Fourteen people have died, and Islamist militants threaten to attack as many others as they can, but the national elections go on nonetheless in Iraq today, as voters return to the polls for the first time since the United States withdrew its military forces in 2011.
The capital, Baghdad, remains in a state of semi-lockdown as officials prevent vehicles from approaching voting stations, fearing a car bomb attack. In other parts of the country, elections continue with caution. Only 70% of the state of Anbar could successfully hold elections, the BBC reported, as the city of Falluja remained impenetrable to government officials, under control of Islamist militants. Roadside bombs have taken the lives of election workers and others who have participated in elections in less secure regions. Before the elections began, Islamist terrorists bombed an election rally and targeted early voting stations.

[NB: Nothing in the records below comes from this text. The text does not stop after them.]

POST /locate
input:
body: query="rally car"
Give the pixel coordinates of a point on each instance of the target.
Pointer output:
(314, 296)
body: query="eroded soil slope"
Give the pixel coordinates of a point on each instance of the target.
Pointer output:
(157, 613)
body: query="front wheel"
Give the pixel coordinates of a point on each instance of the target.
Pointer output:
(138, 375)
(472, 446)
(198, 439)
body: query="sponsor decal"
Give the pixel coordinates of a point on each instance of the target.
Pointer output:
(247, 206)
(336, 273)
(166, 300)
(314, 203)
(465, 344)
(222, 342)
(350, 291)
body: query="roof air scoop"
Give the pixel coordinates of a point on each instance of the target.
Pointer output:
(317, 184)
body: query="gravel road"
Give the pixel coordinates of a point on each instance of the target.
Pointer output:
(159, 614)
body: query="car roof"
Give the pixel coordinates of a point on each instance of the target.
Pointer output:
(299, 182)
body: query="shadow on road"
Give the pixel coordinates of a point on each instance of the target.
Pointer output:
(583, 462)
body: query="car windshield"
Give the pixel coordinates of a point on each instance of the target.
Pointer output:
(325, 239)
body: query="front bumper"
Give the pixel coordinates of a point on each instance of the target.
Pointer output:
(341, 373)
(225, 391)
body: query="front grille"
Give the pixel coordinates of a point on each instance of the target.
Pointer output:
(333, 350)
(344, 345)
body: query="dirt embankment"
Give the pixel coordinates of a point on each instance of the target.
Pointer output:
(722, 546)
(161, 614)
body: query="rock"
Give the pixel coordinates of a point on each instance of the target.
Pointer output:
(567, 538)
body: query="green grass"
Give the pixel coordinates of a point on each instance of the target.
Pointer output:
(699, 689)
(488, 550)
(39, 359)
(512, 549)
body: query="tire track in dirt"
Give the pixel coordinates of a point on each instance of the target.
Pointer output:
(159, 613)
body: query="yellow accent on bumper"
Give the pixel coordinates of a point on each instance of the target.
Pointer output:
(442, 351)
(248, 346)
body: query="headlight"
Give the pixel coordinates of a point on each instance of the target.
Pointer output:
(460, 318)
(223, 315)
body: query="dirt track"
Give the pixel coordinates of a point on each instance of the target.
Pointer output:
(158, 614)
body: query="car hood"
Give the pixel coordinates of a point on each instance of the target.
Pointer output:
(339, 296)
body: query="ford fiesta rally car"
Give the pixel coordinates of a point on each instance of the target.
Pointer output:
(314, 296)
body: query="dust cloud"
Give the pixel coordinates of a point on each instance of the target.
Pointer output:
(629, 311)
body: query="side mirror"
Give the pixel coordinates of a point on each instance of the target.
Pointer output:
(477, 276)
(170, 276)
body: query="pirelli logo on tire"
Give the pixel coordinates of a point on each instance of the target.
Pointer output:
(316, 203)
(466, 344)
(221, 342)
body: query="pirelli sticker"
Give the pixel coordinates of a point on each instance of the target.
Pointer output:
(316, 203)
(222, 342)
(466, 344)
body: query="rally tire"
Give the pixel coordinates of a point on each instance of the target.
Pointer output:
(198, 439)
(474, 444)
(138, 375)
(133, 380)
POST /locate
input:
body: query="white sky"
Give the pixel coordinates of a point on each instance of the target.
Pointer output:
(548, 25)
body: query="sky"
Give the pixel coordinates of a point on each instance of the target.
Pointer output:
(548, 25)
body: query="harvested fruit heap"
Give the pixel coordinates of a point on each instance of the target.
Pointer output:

Even in parts of the country that suffer only occasional attacks from militants, particularly the al-Qaeda offshoot group ISIS (Islamic State of Iraq and the Levant), residents are acting with caution to avoid becoming victims of anti-election violence. The Associated Press reports that shops closed early and the streets are emptier than usual at earlier hours. Residents interviewed appeared listless when discussing the elections, with little hope that their situation will improve. One voter in Baghdad told the AP, “It is only now that it is election season that we hear from politicians… the only change we might see in Iraq after the election is that we will move from bad to worse.”
Iraqi politicians, meanwhile, have expressed their belief that citizens’ confidence that they may vote safely and high turnout are key to the future of a democratic Iraq. Iraqi Deputy Prime Minister Saleh al-Mutlaq told Xinhua today that “the future of Iraq will depend on this election” and that setting a democratic precedent would ensure a bright future for the country.
Polls will close at 6:00 P.M. local time Wednesday. Prime Minister Nouri al-Maliki is running for reelection and expected to win, though much more narrowly than during his first run. Al-Maliki has the support of the nation’s Shiite minority and the support of neighboring Shiite Iran, which has led some to speculate that his reelection could exacerbate tensions between Shiite and Sunni Iraqis in a country that has witnessed increasing discord between the two groups. During his tenure, al-Maliki has also lost the support of the nation’s Kurdish minority, with the groups clashing over the oil trade.